Screen Shot 2018-05-07 at 12.00.26 PM.png



We want to select the Structure Search bar on the right hand side of the screen:

Structure search selection pubchem.JPG



Then we are taken to this page: https://pubchem.ncbi.nlm.nih.gov/search/search.cgi

Screen Shot 2018-05-07 at 12.17.39 PM.png



We want to select the Identity/Similarity tab:

Select similarity Search.JPG



That will bring up this screen:

Similarity search window.JPG



From here we want to select the "CID, Smiles or InChl" tab, paste in our smiles string, then we can select some parameters (Tanimoto greater than 0.80 and compounds only from ZINC):

Similarity search w parameters.png

Pubchem paramters for sim search.png



After clicking search, we will be brought to a screen like this and we can select the "send to" tab on the right hand side:

Pubchem search output.png


Send to tab pubchem.png



After clicking create file, a file will be downloaded to our downloads directory and look something like this:

Compound summary pubchem.png



From here we can grep out all of the ZINC ids obtained from the search using something along the lines of

grep -o 'ZINC' path_to_summary_file.out > all_zinc_ids.txt

Here is an example of what all_zinc_ids.txt might look like:

Zinc id list for database 3d search.png



Caveat emptor!: The list of zinc ids may contain trailing punctuation, in my experience it has been semi-colons that should be removed before querying ZINC. This can be done pretty simply using awk or sed. It is best to peruse each list of ZINC ids individually provided they aren't prohibitively large.

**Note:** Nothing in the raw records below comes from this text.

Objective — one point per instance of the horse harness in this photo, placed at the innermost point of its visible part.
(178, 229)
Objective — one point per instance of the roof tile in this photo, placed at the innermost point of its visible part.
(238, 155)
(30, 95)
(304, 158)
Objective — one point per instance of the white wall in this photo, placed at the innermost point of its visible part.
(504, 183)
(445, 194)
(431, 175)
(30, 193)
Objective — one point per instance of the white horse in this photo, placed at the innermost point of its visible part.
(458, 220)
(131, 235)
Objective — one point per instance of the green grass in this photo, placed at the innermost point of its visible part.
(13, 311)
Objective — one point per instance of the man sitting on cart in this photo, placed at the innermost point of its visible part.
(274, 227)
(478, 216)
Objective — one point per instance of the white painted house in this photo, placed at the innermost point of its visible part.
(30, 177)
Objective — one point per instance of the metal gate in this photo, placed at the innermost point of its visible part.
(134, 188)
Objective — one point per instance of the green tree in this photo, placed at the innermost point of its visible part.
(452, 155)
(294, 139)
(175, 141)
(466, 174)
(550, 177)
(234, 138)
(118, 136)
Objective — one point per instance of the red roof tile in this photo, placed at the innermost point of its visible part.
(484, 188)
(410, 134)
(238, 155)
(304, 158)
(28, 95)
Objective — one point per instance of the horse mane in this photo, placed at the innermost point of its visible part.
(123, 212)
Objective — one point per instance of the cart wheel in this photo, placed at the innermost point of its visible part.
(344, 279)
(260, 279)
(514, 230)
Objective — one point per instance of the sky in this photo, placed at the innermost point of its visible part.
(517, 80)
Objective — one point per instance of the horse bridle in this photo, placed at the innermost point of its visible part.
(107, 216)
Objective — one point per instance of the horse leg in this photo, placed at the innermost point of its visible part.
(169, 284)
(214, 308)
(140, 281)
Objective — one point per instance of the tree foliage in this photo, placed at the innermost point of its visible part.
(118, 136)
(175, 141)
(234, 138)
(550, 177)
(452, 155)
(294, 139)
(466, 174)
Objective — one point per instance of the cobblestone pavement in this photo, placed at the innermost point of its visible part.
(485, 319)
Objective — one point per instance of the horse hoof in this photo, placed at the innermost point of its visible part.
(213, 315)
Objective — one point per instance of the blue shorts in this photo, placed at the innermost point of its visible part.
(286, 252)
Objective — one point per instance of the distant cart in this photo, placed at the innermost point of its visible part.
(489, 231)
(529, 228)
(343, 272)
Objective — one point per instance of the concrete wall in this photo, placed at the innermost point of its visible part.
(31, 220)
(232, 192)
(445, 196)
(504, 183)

Depending on the size of the analog library collected (list of zinc IDs collected) we can break them up into chunks containing 1000 IDs. This can be done using the split command from the terminal.

From here our library curation turns to the ZINC database to download the 3-dimensional structures for docking.

If we are on the zinc15 substances page ( http://zinc15.docking.org/substances/home/ ) we can click the "choose file" tab user search using many and upload our all_zinc_ids.txt file to start a query. The only parameter to change is that we want our output in mol2 format rather than summary format (see picture):

Screen Shot 2018-05-22 at 10.15.22 AM.png


After selecting the appropriate list of ZINC ids and selecting the mol2 output you can click the "Search many" box. This will eventually begin downloading a file to your downloads directory, usually called resolved-3.mol2 or something along this lines. It is important to move this resulting mol2 file to an appropriate directory and rename it accordingly!